The lowest price will be the deciding factor for most purchases.   We can only blame ourselves for this expectation. We have trained most consumers to shop by price – except in the case of brands that maintained their mystique and value to customers.  Consumers will not always expect cheap, but they do expect affordable.
Brands will need to be connected 24/7. Consumers do not expect brands to have a downtime in any area – be it shopping hours, product delivery, returns, customer-service calls or email or text responses. They expect to access the marketer or retailer on their own terms – always on, always there, always helpful, always friendly, always obliging.

We've all got to keep up with technology changes, but we can't forget how those technologies are impacting the buying decision process.The launch of new devices every year – new tablets, new smartphones, new smart TVs, new applications, new smart appliances, etc. – is forcing consumers to change their ideas about how to buy, when to buy and what to buy.  Are your clients ready for this sea-change?

Tuesday, February 7, 2012

Don't let your branding strategy get lost in the digital shuffle.

What's happened to branding in the digital marketing era?
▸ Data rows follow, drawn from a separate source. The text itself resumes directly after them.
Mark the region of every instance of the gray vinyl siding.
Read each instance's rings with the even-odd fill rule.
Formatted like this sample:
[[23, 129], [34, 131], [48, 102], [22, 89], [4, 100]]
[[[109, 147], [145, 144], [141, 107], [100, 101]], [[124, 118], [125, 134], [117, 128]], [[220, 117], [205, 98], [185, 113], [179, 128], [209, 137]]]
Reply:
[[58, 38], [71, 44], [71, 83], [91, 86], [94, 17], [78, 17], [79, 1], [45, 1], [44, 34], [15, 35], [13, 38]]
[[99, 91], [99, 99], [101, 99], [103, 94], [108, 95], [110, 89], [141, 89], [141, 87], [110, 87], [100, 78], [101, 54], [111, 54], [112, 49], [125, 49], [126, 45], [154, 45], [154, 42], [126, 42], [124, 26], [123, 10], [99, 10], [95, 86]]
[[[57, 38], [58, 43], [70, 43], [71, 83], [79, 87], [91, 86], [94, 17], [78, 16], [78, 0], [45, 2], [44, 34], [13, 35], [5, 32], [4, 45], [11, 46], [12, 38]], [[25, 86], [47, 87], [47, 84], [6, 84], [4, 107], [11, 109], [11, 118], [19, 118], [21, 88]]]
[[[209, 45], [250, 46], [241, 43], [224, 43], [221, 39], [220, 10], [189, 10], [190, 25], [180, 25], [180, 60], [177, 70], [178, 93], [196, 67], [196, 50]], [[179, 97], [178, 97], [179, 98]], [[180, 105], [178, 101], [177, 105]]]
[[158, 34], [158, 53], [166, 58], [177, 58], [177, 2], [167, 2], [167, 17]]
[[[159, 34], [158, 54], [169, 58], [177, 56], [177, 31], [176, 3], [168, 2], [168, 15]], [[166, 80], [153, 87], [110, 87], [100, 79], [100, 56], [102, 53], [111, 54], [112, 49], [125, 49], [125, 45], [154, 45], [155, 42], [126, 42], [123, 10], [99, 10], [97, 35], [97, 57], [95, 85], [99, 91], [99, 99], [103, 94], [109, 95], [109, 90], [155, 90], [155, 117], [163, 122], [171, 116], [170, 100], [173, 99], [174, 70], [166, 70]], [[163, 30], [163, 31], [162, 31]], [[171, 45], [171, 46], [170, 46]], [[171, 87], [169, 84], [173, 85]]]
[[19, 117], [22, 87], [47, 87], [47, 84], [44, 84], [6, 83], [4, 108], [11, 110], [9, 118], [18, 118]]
It seems like 99 out of 100 posts/articles/reports these days are focused on social media or some other tactical tool that is the next big thing in the world of digital communications.

Recently, I've been seeing more (or maybe it's just my noticing more) on branding.  And that's a good thing.
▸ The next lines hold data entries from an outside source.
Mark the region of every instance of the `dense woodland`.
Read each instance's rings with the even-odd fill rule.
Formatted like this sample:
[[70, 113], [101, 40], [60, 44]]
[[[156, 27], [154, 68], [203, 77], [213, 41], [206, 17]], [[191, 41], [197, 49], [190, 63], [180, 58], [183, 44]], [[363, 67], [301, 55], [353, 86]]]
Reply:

In his latest book, Brand Relevance: Making Competitors Irrelevant, David Aaker analyzes case studies on dozens of successful brands to offer guidance on how to create or dominate new categories or subcategories and thus make competitors irrelevant.  He stresses the importance of identifying and building new categories and subcategories that contain innovations that customers "must have" and that competitors cannot or don't offer.  He also points our that these customer "must haves" can involve brand characteristics that are beyond attributes or benefits, such as brand personality, organizational values, social programs or self-expressive benefits.
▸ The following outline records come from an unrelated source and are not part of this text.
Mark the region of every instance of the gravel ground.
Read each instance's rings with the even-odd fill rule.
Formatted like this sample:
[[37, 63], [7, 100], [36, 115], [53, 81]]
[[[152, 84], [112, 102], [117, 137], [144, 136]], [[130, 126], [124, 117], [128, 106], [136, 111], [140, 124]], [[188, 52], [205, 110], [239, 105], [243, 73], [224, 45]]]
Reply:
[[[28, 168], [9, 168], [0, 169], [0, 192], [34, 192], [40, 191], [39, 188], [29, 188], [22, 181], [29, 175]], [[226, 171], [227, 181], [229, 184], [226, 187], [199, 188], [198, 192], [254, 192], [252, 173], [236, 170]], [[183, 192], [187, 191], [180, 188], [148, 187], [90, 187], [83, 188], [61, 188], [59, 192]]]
In a recent Marketing News article, he reiterated the importance of establishing brand relevance in a competitive world of me-too products, and  the need to become an "exemplar" of the new category or subcategory in order to stave off competition.  By positioning  your brand as the innovator and quality standard, your brand can define others as imitators and inferior.

The 2012 Brand Keys Customer Loyalty Engagement Index (CLEI), now in its 16th year, was just released, and concludes that emotional engagement factors are driven by the brand’s “values” and the consumer’s brand “experience.” In a post published by MediaPost, Brand Experience, Values Increasingly Drive Loyalty, Robert Passikoff, Brand Keys founder and president,stated that “across most of the 83 product categories studied, we found that consumers’ loyalty now hinges more than ever before on the degree to which a brand has established a clear core value proposition -- a differentiator that goes beyond the basic utility of a product or service.”  H went on to say, “Today, delivering on the ‘rational’ reasons to buy a brand -- good or superior quality and value for the price -- is just the ‘door-opener.’ If that’s all a brand is doing, it’s in grave danger of being commoditized. In fact, it’s not a brand; it’s a category placeholder.”

It's good to see that some folks have not lost sight of the basics.  As we are looking for ways to succeed  in today's digital marketing era, don't lose sight of the importance of a solid brand as the underpinning for your social media and other marketing communication strategies.  The best tools are meaningless unless they are in the right hands!